PORSMOUTH, Va. (WVEC) -- The staffing shortage at Pasquotank prison-- which may have contributed to a deadly attempted prison break -- exists at other correctional facilities. 13News Now uncovered the Hampton Roads Regional Jail, which came under fire and under federal investigation after inmate deaths, is critically understaffed.
HRRJ takes people facing charges from five cities in our area. On any given day, it houses about 1,100 inmates. Jail leaders said the staffing shortage is so severe, there are times when one officer is supervising 120 inmates in a housing unit, which is nearly double what national guidelines recommend.
For officers at the Hampton Roads Regional Jail, the staffing shortage makes working behind bars even more challenging.
“We want to make sure these inmates are safe in our facility until they can get home to their families,” Chief of Security Capt. Thurman Barnes said. “We also have to look at staff safety. There's strength in numbers.”
Barnes explained he's lost officers through attrition, retirements and resignations.
“It's a very dire situation that we get more staffing here,” he made clear.
The shortage is especially difficult at this facility because of one of its main priorities. They need enough officers to be able to give medical services to the inmates. Hampton Roads Regional Jail holds some of the area's most sensitive inmates: ones who need acute medical care or mental health services.

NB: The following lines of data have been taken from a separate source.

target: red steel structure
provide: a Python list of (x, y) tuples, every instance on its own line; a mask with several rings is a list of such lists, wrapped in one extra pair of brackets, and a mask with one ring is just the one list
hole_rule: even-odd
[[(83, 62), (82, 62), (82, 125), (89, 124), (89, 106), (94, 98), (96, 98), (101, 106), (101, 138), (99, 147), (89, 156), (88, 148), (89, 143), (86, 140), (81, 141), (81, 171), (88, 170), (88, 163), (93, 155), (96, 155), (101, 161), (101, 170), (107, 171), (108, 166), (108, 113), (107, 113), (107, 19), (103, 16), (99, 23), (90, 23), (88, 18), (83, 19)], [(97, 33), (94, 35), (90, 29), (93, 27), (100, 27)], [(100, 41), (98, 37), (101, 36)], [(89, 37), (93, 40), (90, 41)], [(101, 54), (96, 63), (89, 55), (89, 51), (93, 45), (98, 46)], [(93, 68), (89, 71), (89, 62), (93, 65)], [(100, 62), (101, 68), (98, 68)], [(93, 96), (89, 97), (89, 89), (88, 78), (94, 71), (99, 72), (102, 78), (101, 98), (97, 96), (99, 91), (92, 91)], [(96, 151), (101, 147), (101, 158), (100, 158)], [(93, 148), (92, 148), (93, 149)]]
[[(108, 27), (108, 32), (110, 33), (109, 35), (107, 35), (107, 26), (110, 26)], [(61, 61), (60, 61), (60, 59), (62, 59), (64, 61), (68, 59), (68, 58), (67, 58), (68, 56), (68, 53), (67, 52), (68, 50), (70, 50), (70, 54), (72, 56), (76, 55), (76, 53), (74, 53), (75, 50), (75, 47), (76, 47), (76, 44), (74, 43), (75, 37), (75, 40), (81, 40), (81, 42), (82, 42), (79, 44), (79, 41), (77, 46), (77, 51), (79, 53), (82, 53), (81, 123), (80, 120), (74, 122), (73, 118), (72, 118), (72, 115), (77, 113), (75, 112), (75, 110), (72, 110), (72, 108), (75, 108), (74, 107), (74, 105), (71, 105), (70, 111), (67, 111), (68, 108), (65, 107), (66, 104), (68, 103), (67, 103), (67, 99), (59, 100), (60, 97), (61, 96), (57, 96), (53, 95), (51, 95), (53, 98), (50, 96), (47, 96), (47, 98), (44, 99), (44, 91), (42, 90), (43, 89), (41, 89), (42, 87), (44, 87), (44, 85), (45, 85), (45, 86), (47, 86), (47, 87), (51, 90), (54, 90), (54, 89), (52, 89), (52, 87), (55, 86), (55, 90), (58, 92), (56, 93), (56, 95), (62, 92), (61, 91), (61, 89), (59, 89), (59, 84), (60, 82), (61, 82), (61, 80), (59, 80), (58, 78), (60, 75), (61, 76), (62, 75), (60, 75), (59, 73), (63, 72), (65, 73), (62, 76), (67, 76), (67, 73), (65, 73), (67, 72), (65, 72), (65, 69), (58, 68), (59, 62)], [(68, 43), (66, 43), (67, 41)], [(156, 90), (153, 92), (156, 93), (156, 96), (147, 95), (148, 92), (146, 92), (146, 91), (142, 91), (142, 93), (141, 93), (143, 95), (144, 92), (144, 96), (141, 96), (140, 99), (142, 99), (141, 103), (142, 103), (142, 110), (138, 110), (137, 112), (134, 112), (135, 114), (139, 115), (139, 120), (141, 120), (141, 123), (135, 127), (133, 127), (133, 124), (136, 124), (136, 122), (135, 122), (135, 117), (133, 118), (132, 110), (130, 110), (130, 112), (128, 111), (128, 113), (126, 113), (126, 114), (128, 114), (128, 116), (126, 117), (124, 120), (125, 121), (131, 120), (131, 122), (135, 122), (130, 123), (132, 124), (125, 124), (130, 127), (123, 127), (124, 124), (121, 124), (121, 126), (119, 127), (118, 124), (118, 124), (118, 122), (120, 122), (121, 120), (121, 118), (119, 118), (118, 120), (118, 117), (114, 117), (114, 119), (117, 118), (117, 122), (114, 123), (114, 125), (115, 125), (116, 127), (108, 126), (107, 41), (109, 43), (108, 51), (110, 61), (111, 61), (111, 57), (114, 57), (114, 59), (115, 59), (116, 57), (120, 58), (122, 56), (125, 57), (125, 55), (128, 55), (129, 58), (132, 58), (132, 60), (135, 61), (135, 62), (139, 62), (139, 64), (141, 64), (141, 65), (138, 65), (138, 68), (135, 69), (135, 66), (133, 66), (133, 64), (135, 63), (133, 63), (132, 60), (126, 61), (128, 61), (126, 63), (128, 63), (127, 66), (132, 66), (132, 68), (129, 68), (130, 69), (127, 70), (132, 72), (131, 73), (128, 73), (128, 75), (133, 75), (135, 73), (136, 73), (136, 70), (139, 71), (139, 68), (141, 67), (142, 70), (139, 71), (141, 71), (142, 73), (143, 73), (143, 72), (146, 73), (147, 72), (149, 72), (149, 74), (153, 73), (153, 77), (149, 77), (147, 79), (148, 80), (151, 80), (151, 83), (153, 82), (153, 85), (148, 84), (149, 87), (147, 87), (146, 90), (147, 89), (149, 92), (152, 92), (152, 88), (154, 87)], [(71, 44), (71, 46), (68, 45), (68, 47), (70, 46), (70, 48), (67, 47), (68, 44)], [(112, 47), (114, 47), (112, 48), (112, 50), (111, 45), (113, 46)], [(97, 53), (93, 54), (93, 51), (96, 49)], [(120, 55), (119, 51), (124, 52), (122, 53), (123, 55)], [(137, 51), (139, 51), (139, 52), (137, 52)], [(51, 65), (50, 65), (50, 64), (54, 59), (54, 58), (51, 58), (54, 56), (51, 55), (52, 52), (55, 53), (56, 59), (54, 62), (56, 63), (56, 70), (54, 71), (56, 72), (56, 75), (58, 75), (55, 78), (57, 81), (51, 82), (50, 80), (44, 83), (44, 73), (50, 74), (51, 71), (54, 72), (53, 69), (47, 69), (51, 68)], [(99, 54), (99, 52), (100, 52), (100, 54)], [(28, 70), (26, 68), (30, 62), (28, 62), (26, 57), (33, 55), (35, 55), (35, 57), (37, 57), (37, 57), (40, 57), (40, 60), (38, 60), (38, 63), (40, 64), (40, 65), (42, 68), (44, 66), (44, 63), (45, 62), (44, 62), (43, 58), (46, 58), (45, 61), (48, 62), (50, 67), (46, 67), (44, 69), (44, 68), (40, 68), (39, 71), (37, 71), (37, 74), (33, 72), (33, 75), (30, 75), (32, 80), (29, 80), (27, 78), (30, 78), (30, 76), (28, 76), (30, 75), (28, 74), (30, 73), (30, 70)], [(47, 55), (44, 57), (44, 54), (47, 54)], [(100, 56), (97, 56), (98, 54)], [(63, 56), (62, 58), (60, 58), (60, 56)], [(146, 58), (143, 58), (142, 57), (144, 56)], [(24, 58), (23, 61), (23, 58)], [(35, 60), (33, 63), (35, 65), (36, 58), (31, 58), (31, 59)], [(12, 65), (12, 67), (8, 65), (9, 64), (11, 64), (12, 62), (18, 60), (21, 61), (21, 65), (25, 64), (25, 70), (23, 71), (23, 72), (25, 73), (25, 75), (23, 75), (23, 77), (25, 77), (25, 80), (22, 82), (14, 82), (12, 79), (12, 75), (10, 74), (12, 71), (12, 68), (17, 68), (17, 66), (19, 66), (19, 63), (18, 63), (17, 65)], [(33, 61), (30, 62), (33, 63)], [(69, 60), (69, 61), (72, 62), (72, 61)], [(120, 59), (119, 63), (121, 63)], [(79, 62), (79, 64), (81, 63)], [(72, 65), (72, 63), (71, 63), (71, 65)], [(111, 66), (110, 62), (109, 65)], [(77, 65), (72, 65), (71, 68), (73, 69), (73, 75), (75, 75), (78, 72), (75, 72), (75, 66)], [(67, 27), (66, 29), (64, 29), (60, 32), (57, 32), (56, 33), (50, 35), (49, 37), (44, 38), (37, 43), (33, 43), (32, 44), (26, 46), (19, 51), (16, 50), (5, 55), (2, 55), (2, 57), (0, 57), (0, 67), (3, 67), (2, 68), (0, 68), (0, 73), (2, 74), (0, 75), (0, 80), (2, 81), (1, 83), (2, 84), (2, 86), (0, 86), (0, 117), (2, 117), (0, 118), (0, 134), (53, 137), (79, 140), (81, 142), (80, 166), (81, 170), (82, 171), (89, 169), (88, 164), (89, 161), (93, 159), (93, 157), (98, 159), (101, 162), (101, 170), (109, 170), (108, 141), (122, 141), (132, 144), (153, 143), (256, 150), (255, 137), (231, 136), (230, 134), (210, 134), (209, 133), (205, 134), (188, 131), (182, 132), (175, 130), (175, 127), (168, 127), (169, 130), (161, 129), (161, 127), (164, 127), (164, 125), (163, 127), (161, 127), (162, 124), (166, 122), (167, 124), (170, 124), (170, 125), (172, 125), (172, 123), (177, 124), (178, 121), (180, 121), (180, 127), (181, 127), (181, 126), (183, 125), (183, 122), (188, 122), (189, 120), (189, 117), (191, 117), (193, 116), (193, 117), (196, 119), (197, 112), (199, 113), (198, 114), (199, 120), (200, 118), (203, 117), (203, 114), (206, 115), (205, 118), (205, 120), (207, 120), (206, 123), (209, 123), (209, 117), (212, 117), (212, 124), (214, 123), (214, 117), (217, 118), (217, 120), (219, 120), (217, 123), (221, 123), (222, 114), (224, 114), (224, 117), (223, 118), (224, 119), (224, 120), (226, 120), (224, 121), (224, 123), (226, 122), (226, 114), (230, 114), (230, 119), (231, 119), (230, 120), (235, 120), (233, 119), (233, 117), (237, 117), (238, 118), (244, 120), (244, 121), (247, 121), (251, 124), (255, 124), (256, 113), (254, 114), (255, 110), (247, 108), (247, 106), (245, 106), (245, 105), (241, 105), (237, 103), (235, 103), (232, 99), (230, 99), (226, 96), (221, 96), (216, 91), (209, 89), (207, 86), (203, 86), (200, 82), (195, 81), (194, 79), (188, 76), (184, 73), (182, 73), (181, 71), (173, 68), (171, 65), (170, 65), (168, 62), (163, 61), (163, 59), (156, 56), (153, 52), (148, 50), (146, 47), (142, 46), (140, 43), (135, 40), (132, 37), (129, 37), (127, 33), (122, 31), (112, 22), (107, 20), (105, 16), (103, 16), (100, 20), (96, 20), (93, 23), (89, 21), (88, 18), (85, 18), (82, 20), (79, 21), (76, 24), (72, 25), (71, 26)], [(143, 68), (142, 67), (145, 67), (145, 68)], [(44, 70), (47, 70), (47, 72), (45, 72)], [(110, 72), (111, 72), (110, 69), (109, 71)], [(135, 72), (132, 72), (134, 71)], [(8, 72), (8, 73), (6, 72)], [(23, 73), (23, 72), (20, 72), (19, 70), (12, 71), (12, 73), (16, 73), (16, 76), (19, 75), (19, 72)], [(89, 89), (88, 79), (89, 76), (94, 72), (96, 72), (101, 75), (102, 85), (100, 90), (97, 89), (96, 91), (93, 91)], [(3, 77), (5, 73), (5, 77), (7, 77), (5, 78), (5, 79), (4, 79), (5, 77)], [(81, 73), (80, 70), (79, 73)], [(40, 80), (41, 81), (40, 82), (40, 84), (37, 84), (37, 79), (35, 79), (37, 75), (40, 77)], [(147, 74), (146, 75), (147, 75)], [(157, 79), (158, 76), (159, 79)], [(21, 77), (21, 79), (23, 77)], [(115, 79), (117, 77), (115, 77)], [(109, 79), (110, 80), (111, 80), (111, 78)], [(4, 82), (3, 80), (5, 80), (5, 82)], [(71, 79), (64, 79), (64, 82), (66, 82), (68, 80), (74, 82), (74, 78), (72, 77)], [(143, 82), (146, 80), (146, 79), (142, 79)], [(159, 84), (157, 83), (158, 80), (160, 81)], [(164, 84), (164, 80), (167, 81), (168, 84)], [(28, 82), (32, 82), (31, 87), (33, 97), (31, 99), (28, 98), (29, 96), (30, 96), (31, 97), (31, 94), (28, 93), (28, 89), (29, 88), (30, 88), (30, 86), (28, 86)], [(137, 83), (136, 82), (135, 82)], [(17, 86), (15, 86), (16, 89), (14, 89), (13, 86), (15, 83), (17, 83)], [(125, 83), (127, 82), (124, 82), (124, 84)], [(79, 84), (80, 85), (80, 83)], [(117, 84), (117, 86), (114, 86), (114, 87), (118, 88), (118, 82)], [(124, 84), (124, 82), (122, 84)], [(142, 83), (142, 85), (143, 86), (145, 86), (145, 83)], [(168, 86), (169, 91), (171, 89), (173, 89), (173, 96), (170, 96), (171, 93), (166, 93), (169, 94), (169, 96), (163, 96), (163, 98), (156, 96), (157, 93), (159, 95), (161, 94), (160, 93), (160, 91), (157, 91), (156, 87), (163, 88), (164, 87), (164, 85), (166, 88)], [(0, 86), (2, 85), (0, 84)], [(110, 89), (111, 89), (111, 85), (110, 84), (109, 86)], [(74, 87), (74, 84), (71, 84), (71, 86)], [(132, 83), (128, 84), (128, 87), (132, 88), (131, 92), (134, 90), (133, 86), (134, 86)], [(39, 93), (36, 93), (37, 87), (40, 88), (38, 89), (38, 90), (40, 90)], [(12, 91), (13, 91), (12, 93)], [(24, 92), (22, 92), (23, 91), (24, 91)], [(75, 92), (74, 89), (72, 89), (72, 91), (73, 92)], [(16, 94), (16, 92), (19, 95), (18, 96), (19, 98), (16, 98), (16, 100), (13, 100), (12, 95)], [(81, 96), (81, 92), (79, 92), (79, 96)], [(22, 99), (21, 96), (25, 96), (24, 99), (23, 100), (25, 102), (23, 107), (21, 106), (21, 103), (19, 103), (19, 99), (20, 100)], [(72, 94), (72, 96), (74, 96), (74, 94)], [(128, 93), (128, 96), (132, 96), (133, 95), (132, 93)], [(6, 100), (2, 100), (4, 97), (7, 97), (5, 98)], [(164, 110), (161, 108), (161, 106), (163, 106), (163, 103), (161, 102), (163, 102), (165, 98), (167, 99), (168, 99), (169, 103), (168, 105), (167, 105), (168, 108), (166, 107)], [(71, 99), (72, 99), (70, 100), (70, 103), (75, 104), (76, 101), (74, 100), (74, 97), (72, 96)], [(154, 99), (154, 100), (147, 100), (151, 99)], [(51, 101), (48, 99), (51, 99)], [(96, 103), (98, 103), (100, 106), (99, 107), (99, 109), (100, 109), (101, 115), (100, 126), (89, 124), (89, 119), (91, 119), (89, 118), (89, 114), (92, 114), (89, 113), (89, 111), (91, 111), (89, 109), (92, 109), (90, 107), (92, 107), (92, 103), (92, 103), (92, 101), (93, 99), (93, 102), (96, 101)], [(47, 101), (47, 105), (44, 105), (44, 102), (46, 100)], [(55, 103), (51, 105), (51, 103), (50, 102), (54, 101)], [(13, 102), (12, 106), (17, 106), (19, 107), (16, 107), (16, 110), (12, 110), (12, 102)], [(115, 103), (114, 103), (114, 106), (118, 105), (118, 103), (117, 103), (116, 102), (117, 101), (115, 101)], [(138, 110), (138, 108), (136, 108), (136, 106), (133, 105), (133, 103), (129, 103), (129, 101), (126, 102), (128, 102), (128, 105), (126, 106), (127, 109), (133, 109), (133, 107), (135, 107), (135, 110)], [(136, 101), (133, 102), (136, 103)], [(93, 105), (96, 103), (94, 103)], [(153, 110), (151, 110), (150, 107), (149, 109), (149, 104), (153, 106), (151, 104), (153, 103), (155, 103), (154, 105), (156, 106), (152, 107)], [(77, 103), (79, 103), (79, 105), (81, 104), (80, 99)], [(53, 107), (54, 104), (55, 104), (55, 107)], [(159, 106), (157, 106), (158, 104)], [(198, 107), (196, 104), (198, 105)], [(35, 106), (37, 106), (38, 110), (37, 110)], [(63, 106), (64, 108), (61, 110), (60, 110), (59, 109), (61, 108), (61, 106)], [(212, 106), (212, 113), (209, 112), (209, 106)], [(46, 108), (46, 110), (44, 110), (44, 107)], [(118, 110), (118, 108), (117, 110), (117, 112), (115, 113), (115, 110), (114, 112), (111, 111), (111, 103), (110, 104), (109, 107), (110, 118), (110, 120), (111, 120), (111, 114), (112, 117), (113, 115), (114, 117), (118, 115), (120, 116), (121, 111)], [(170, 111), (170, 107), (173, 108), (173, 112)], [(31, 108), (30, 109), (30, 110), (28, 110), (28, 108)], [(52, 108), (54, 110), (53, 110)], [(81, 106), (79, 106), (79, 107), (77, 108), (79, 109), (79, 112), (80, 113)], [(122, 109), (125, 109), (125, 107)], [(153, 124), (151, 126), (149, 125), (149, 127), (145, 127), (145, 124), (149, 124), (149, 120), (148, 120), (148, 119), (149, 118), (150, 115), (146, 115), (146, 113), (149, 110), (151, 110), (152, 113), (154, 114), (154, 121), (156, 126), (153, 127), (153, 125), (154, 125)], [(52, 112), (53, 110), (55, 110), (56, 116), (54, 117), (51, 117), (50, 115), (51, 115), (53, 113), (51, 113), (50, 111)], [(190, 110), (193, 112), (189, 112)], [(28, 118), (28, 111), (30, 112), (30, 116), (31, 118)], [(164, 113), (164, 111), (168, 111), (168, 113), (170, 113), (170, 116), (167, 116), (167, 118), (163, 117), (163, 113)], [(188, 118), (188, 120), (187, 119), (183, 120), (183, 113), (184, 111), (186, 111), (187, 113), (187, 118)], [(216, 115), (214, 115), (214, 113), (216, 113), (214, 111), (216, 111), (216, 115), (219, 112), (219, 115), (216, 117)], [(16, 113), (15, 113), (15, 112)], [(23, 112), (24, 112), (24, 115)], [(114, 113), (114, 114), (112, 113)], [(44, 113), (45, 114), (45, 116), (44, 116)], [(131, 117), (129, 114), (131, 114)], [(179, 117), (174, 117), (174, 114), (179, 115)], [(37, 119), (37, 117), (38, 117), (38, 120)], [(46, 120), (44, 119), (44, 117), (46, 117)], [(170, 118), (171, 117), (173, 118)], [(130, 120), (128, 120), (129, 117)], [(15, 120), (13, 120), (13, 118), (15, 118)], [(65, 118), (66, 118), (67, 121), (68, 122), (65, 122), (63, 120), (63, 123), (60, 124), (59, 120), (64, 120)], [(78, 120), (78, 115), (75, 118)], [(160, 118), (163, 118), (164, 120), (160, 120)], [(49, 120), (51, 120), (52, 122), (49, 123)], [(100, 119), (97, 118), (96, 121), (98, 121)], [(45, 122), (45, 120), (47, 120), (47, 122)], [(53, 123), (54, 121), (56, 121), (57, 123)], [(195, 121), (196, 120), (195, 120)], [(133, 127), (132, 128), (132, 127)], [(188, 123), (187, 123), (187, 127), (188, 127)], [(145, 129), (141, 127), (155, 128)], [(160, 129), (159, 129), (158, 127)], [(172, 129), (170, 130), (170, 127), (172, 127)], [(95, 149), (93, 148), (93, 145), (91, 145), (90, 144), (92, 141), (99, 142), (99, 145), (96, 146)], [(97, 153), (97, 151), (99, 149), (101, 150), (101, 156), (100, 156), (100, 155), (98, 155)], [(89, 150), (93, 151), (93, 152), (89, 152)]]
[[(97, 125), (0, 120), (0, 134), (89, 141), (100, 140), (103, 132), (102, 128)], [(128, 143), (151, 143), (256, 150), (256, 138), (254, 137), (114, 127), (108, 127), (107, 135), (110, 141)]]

“It's putting patient care at risk,” said Health Services Administrator April Green, who believes this type of inmate population makes the officers' jobs even more demanding. “They have to have a higher level of vigilance to determine if somebody is going into cardiac arrest, if someone is having a seizure, if someone is beginning to have self-injurious behavior.”
Last year, officers had to take almost 350 inmates to the emergency room, which is one almost every single day.
“That means that level of vigilance in the facility may be diminished because their staff is now outside of the facility,” Green described.
For right now, jail leadership has developed work-arounds. In April of 2017, they initiated mandatory overtime. Officers are now working several more days a month and on the weekends.
“The mandatory overtime was not an option for us to make sure we have a safe facility,” Barnes expanded.
It is not a long-term fix financially to regularly pay people time and half. We've uncovered the jail pays about $70,000 a month in overtime alone.
“It's more expensive to supplement with overtime,” Barnes explained.
Also, it is not a sustainable solution.
“It does take a toll on the staff, because of the fatigue factor and it takes a toll on the morale,” Barnes said.
To actually fix this issue, jail leaders hope the Virginia General Assembly will approve a state budget amendment to increase staffing at the facility. It will be proposed this week as the session begins and lawmakers work on the budget.
The addendum asks for $2,441,753 for the next fiscal year to fund about 80 additional officer and medical positions at the facility. That increase would bring the Hampton Roads Regional Jail up to state standards.
“If it's going to keep our facility safe, that's what we're going to have to do,” Barnes added.
The mayors of the five cities, which send inmates to the jail, also signed a letter to lawmakers. It urged them to pass the amendment to "improve the safety of the facility."